Владимир ложится на раскладушку. Спать пора. Утром чуть свет — на работу. Опаздывать нельзя.
Утром он бежит на ферму всприскочку. Как раз успел. Быстро за лопату схватился. Но коровы лежат, не хотят вставать. Поднимать их было нелегко. Помогали доярки. Старая Акулина сама своих коров подняла. Тихо, без шума. Другие так не умели. Взяла ведро. Помыла корову. И, зажав подойник коленями, принялась доить Зорьку. Тихо звенькали по подойнику тугие струи молока. Старушка что-то тихонько напевала. Корова жевала сено, стояла тихо, словно замерла.
Трубочист не мог оторвать взгляда от них. Чем-то тихим повеяло на него.

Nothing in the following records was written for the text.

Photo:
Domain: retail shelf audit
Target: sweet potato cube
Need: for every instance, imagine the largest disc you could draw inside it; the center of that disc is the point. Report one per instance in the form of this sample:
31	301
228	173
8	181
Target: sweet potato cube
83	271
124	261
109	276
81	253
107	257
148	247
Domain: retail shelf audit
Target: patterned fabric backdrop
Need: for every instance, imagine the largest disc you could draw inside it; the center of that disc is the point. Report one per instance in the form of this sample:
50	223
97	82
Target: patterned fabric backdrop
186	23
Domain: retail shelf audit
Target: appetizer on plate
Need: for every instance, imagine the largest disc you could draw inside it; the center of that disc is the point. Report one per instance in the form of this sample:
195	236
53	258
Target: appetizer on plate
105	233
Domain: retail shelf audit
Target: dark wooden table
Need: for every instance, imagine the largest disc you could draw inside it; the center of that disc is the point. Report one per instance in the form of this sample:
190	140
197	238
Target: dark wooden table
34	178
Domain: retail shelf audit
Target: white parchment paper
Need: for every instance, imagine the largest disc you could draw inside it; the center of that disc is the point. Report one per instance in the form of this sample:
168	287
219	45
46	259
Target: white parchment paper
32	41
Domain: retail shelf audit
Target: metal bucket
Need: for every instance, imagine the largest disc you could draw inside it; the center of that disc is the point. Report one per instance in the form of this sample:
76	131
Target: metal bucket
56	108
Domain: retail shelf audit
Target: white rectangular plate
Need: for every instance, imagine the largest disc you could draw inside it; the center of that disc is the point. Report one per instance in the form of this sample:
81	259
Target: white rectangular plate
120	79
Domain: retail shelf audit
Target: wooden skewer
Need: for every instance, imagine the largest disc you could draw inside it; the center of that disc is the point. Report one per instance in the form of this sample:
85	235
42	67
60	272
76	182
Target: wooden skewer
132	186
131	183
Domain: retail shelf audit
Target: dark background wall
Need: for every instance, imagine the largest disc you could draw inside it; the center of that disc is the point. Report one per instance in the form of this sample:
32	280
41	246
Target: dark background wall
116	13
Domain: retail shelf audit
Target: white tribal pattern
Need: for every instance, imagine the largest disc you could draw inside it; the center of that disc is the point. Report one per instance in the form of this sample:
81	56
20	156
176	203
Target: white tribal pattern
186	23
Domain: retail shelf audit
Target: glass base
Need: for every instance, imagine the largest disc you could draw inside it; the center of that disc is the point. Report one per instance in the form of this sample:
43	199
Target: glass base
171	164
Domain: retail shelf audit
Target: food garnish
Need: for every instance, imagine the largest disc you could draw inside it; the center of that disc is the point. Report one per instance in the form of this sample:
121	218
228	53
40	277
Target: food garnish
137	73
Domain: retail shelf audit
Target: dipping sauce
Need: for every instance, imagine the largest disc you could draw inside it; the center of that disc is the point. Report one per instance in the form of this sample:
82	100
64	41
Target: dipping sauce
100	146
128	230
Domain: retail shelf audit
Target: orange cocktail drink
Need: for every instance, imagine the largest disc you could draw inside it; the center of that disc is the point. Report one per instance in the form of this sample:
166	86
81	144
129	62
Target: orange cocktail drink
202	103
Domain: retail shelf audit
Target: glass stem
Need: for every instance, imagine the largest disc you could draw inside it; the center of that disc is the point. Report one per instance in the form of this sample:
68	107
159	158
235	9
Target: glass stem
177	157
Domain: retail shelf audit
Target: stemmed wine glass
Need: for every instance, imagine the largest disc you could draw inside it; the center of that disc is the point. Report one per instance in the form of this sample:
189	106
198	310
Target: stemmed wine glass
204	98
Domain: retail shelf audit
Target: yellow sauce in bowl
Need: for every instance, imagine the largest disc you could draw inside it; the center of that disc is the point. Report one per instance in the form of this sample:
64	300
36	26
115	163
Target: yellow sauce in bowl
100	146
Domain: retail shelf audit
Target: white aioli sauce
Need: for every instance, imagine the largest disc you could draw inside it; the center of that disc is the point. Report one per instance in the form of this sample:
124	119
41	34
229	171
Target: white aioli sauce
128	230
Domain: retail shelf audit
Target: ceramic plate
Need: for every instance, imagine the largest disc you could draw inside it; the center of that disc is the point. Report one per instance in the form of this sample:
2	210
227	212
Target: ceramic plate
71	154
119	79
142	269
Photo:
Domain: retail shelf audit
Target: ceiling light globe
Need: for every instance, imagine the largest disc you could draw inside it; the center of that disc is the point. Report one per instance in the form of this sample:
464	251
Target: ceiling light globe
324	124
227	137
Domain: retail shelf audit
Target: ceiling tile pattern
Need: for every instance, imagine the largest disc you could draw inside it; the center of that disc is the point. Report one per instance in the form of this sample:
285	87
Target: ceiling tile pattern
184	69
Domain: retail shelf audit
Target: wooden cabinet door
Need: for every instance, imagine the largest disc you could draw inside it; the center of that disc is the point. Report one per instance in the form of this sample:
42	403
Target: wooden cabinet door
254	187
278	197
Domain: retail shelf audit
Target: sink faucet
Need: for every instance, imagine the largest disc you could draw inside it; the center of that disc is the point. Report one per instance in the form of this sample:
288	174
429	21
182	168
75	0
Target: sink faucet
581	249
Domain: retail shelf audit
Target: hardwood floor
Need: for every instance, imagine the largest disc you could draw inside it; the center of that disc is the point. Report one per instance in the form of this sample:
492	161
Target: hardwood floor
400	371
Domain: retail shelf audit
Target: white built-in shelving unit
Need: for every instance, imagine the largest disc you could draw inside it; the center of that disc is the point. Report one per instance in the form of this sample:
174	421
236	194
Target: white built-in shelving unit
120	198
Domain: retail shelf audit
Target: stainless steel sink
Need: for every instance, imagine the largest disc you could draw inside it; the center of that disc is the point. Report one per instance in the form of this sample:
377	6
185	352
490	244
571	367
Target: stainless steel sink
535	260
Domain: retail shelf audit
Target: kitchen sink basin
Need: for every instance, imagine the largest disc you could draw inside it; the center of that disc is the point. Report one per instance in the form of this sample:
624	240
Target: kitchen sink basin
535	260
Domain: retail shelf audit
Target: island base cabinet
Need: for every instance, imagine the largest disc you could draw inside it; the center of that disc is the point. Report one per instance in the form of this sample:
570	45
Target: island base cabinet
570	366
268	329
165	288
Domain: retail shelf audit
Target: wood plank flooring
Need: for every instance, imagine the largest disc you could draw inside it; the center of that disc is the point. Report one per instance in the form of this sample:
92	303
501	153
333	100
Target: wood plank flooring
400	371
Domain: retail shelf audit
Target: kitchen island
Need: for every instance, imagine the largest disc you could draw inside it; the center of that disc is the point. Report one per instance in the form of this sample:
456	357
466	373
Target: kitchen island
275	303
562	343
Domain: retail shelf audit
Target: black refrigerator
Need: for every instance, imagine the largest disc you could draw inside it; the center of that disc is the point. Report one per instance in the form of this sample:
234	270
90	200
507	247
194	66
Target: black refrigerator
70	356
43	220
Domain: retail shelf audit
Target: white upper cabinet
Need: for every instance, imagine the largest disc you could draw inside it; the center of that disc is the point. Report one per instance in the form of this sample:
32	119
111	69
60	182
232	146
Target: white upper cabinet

Спокойным, древним. Будто когда-то он уже видел это. Хотя знал, что нет. Не приходилось. И стоял, как привороженный.
Где-то шумели другие доярки, бранились с коровами, поднимали их окриками. Те вскакивали испуганно. И вытаращив глаза-сливы, шарахались от доярок в разные стороны. И только старую Акулину коровы слушались с первого слова.
«Какие они у нее понятливые. Может потому, что с добром она к ним подходит, и коровы не ждут от нее плохого для себя?» — думал поселенец. И поневоле свое вспоминалось.
Большая была семья у отца Владимира. Одних детей восемь человек. Все голодные, полураздетые. Всегда злые, нервные. Отец — сапожник, день и ночь работал, чтобы семью прокормить хоть как-то. Чужим людям шил ботинки, туфли, сапоги. У своих огольцов и тапок не имелось. Чуть снег сошел — и до самых морозов носились ребятишки по улицам босиком. Всяк себе промышлял пропитание. С другим не делился. Знал, что тот от себя тоже не оторвет. Так в семье повелось. Мать — прачка тоже чужим стирала. В доме всегда стоял запах мыла, сырости. Покуда мать и отец были заняты каждый своим делом, в доме было терпимо. Но к ночи, когда каждый подсчитывал свой заработок за день, вспыхивали ссоры. Потом драки. Так было всегда. А потом отец запил. С горя. Или с усталости. Ему надоело жить. Надоело драться за жизнь, какая потеряла для него весь смысл. А мать ушла. К другому. Одна. Бросила всех. Забыла. И не видевшие от нее ласки, дети скоро забыли ее и ни разу не пожалели о ней. Она была и не была. Она была как сон — ругливый, оборванный. Хотелось другого. Ведь вон соседки — иные. Но то чужие… Можно заменить хлеб калачом. Но мать, какая ни на есть, одна на всю жизнь дана. Но и той не стало. Сама ушла. За долгие годы нужды возненавидела мужа. А заодно остыла и к детям. Она ни разу не пришла к ним. Не проведала. Не принесла гостинца даже на праздник. Будто их и не было у нее. Старшие — ладно. Но вот трехлетнему меньшому брату туговато приходилось. И, дождавшись, пока пьяный отец уснет, подкрадывался потихоньку, воровал из пьяных рук хлеб, кусок селедки. И убегал под стол. Там ел оглядываясь, как бы старшие не отняли добычу. Сказки, гостинцы, подарки, все это миновало семью. Дети не знали этого. Они не имели игрушек. Да и до них ли.